Zé do Caixão e Durkheim

"Ah, um último favor! Se passares pelo céu, mande lembranças. Mas se teu fim for o inferno, dá o meu endereço ao Diabo!"*

Muito interessante que o maior cineasta de terror do Brasil, José Mojica Marins, nascido em São Paulo em 1936, tenha com seu personagem "Zé do Caixão" encontrado o ponto certo de como mobilizar os elementos típicos do terror brasileiro.

Seu personagem incrédulo, intelectualmente superior, debochando da religião, de Deus e dos bons costumes por si mesmo é algo que até hoje assustaria os brasileiros. A primeira aparição de Zé do Caixão, no filme "Esta Noite levarei tua Alma" (1963), já mostra o elemento estranho vestido de preto, cético e zombador dos medos, credos e dos padrões.

Este personagem, que não invoca nenhuma força sobrenatural como demônios ou magia, causa medo por si mesmo. Não pelo seu sadismo, mas em nome daquilo pelo qual pratica o mal. Relativiza o que chamamos de bondade e se esforça em mostrar como hipocrisia e ignorância o que chamamos de bom senso ou bondade.

Tão seguro se encontra do que em nós chama de superstição e ignorância que zomba sem piedade e seguro da crítica que faz. Seu ar arrogante e superior nos mostra o nosso lugar: o de alguém que não alcançou como ele a elevação do espírito.

"O povo continua o mesmo: ignorante, supersticioso, inferior. Mas a verdade será aceita. Ainda que para isto seja necessário fazer seus olhos verterem lágrimas de sangue!"*

A cidade pequena, interiorana, é o cenário de contraponto do personagem. Símbolo da religiosidade e tradicionalismos mais arraigados. É onde a figura cética, ateia e blasfemadora poderia provocar maior assombro. Da mesma forma na sequência "Esta Noite Encarnarei em seu Cadáver"(1967).

Zé do Caixão já começa o filme nos avisando de sua filosofia do sangue. Não há nada além da vida, a morte é o fim da vida, a vida é sangue e reprodução é uma forma de eternidade. Busca a eternidade através de um filho perfeito de um ventre de uma mulher inteligente, cética e indiferente à morte.
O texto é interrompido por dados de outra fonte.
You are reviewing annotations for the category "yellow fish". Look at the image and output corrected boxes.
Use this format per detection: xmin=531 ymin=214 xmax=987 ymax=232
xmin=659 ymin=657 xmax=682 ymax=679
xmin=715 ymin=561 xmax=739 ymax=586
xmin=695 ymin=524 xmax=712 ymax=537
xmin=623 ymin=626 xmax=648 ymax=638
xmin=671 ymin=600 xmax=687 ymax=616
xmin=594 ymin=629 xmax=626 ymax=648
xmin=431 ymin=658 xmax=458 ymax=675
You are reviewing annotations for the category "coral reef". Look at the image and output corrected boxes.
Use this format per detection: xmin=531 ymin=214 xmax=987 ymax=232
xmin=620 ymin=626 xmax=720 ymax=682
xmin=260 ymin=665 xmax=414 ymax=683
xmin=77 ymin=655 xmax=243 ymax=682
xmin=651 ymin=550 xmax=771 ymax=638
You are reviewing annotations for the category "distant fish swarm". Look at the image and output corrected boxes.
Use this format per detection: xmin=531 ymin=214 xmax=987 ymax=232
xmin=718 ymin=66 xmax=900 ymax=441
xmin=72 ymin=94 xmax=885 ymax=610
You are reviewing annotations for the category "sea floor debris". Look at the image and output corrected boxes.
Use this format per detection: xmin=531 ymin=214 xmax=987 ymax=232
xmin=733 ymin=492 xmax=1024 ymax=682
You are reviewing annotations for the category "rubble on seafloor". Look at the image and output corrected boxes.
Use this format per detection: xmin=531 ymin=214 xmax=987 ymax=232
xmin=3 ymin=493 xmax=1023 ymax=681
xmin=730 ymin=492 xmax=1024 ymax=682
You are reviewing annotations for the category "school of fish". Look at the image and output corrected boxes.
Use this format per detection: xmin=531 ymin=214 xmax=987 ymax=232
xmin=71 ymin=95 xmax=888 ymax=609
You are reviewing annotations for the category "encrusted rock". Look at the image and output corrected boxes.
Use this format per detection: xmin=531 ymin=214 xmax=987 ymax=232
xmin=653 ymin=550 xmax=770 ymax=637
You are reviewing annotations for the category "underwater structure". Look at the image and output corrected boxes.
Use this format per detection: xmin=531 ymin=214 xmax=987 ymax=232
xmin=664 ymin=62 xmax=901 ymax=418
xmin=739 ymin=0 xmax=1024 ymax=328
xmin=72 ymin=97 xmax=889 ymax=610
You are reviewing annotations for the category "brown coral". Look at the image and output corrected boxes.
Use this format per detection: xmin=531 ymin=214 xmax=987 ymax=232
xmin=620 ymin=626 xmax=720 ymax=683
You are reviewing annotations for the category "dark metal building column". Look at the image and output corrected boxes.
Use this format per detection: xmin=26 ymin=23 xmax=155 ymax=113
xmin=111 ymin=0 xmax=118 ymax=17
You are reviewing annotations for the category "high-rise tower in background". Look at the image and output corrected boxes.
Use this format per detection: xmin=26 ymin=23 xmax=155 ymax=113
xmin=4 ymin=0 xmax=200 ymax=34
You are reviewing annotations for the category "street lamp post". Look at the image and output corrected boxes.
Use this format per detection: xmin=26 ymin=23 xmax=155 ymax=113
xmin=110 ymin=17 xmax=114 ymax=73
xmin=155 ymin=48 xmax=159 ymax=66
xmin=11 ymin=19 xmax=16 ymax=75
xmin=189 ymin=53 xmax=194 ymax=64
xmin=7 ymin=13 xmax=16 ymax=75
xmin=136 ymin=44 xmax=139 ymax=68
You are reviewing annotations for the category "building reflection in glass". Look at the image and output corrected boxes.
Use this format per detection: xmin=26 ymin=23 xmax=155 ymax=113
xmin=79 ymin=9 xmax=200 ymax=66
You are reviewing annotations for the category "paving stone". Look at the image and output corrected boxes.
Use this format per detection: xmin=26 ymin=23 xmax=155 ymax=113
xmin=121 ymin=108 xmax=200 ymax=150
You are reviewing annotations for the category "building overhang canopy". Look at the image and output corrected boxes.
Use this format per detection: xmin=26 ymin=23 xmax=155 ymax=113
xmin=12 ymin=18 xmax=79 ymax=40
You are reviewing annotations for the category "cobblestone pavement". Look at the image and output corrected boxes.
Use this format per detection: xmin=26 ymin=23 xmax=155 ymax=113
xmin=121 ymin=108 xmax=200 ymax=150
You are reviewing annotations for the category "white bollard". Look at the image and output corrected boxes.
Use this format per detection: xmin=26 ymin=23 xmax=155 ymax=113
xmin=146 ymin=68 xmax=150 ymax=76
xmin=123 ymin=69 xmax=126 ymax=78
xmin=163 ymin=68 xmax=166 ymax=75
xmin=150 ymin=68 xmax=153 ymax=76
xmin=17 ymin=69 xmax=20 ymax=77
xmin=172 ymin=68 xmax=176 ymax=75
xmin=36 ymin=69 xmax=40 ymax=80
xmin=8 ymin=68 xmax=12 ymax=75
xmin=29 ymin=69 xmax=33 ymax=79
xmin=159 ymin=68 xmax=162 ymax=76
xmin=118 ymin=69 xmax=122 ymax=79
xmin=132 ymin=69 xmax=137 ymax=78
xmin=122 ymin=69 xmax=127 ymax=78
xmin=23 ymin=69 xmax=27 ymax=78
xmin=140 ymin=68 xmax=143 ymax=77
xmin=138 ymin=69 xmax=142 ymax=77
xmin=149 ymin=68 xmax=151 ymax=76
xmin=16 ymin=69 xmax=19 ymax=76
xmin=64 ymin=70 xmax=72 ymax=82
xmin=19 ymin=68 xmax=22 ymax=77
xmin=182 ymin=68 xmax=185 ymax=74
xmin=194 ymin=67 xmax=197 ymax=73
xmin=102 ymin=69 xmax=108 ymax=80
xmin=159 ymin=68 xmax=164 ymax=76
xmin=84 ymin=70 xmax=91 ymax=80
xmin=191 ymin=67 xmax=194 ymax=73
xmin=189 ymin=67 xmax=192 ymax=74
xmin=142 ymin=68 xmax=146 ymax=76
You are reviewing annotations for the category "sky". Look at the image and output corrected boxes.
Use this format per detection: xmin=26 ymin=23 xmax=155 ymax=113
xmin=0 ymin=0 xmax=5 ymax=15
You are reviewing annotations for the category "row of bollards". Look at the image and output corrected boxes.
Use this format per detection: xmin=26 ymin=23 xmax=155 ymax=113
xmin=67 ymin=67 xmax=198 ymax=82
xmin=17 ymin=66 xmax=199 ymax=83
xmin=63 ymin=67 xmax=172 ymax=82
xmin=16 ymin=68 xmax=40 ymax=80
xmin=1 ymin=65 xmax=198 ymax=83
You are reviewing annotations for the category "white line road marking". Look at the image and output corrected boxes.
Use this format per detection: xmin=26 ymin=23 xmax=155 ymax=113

Reduz a nossa existência a de tantos outros animais, como ele mesmo diz, somos tão bichos como qualquer outros. O sentido da vida é a reprodução e não os seres invisíveis aos quais os seres humanos comuns dedicam sua existência e temores.

Zé do Caixão encarna o medo do brasileiro médio. O medo de uma vida sem um sentido além da sua carne. O medo do isolamento social que a crítica contumaz faz à hipocrisia e pequenez do cotidiano pode nos causar. Medo de admitir seus podres, sua violência e seus desejos que a vida comunitária não permite sem ser dela expulso e estigmatizado.

Zé do Caixão desafia Deus constantemente, come carne na Sexta-feira da Paixão, sai de casa a noite no dia dos Finados e desafia assombrações e demônios em cemitérios a noite. Ele faz o terror com elementos típicos da nossa cultura, mas sem fazer disto bandeira de algum nacionalismo cinematográfico, tudo se insere espontaneamente sem levantar bandeira de coisa alguma.

Como dono de uma funerária, Josefel Zanatas, vulgo Zé do Caixão, se insere naquela sociedade interiorana fazendo o que ela mais teme e ele o que menos teme que é lidar com a única certeza que é a morte. Ao mesmo tempo ele cativa o público, pois é um personagem autêntico, conhecemos suas motivações e entendemos seus propósitos. Tememos o que ele poderá fazer e o que poderá sofrer por suas ideias.

Zé do Caixão é nosso sadismo e descrença que não podemos dar vazão, pois estamos presos a compromissos, valores e fidelidades. Ele não se encontra preso a isto, é um homem isolado e indiferente ao social. Não há nada que possa detê-lo, sabendo disto tudo o que ele faz se torna natural e por isto assustador.

A caixinha de música que ele aciona enquanto sua vítimas agonizam, tocando "Tico Tico no fubá" contrasta com a música de fundo fúnebre, realçando a indiferença diante da dor e da inocência. E mesmo mostrando sua impaciência com a cena que não lhe causa nenhum remorso.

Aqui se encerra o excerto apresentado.